- Résumé
- Des herbes sauvages pleines de caractère
- Une mine de nutriments et de principes actifs
- Les pouvoirs curatifs de la nature
- De délicieux légumes sauvages pour la cuisine
- Une fibre durable pour les textiles
- La meilleure période de récolte
- Une alliée précieuse au jardin
- Habitat pour les papillons et autres insectes
- L'ortie : plus une bénédiction qu'une malédiction
Résumé
L'ortie est une plante sauvage polyvalente qui pousse sur des sols riches en nutriments. Elle fournit de précieuses substances comme des vitamines, des minéraux et des protéines. Elle a également des vertus curatives pour les troubles métaboliques, rénaux et articulaires, en plus d'être un savoureux légume sauvage. Par ailleurs, l'ortie sert de fibre textile écologique, d'engrais naturel dans le jardin et d'habitat essentiel pour les papillons et les insectes utiles. En bref : elle est plus une bénédiction qu'une malédiction.
Conseils pratiques :
Récoltez correctement : cueillez les jeunes pousses au printemps, elles sont tendres et particulièrement riches en vitamines.
En cuisine : blanchir brièvement ou passer au rouleau à pâtisserie pour neutraliser les poils urticants.
Au jardin : préparer du purin d'ortie (1 kg de plantes fraîches pour 10 l d'eau) – un engrais et un produit phytosanitaire naturel.
Des herbes sauvages pleines de caractère
Avec leurs feuilles dentelées, leurs poils urticants caractéristiques et leurs hautes tiges robustes, les orties marquent de leur empreinte les bords des chemins, les berges des ruisseaux, les jardins et les terrains en friche. Elles poussent là où le sol est humide, riche en azote et en humus. Ceux qui connaissent les exigences des orties savent qu'elles poussent là où le sol est particulièrement fertile. Cela vaut particulièrement pour la grande ortie (Urtica dioica). Cette espèce aime les sols humides, riches en humus et très azotés, souvent sur les berges, dans les plaines alluviales et à la lisière des forêts. Elle peut atteindre 150 cm de haut et se développe de manière rigide et dressée. C'est une plante vivace qui repart chaque année à partir de ses stolons souterrains et forme des peuplements denses et hauts. Il existe des plantes mâles et des plantes femelles.
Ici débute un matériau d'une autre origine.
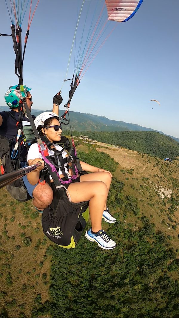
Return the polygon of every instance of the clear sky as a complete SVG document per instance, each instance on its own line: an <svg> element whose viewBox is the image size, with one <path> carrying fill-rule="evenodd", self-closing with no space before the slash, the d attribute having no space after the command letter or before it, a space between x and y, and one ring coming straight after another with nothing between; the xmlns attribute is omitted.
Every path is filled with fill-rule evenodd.
<svg viewBox="0 0 179 318"><path fill-rule="evenodd" d="M78 3L40 0L24 67L24 83L33 89L33 108L52 108L53 97L64 82ZM83 77L71 110L138 124L179 138L179 0L144 0L132 19L118 23ZM24 33L27 18L22 25ZM0 32L10 34L10 24L5 1L0 0ZM2 106L9 86L18 83L12 44L10 37L0 37ZM65 102L70 84L66 82L63 88ZM151 99L158 100L160 106Z"/></svg>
Si elles ne cohabitent pas au même endroit, la grande ortie se multiplie uniquement de manière végétative par stolons.
La petite ortie (Urtica urens) reste nettement plus petite, avec une hauteur de 10 à 60 cm. Elle est annuelle et meurt après la maturation des graines. Chaque année, de nouvelles plantes poussent à partir des graines de l'année précédente. Cela fonctionne sans problème, car elle est monoïque. Ainsi, des fleurs mâles et femelles se forment sur chaque plante. La petite ortie possède plus de poils urticants que sa grande cousine et le contact avec elle brûle plus fort et plus longtemps. Par rapport à la grande ortie, on la trouve de préférence dans les endroits secs et ensoleillés, comme les champs, les jardins et les terrains vagues.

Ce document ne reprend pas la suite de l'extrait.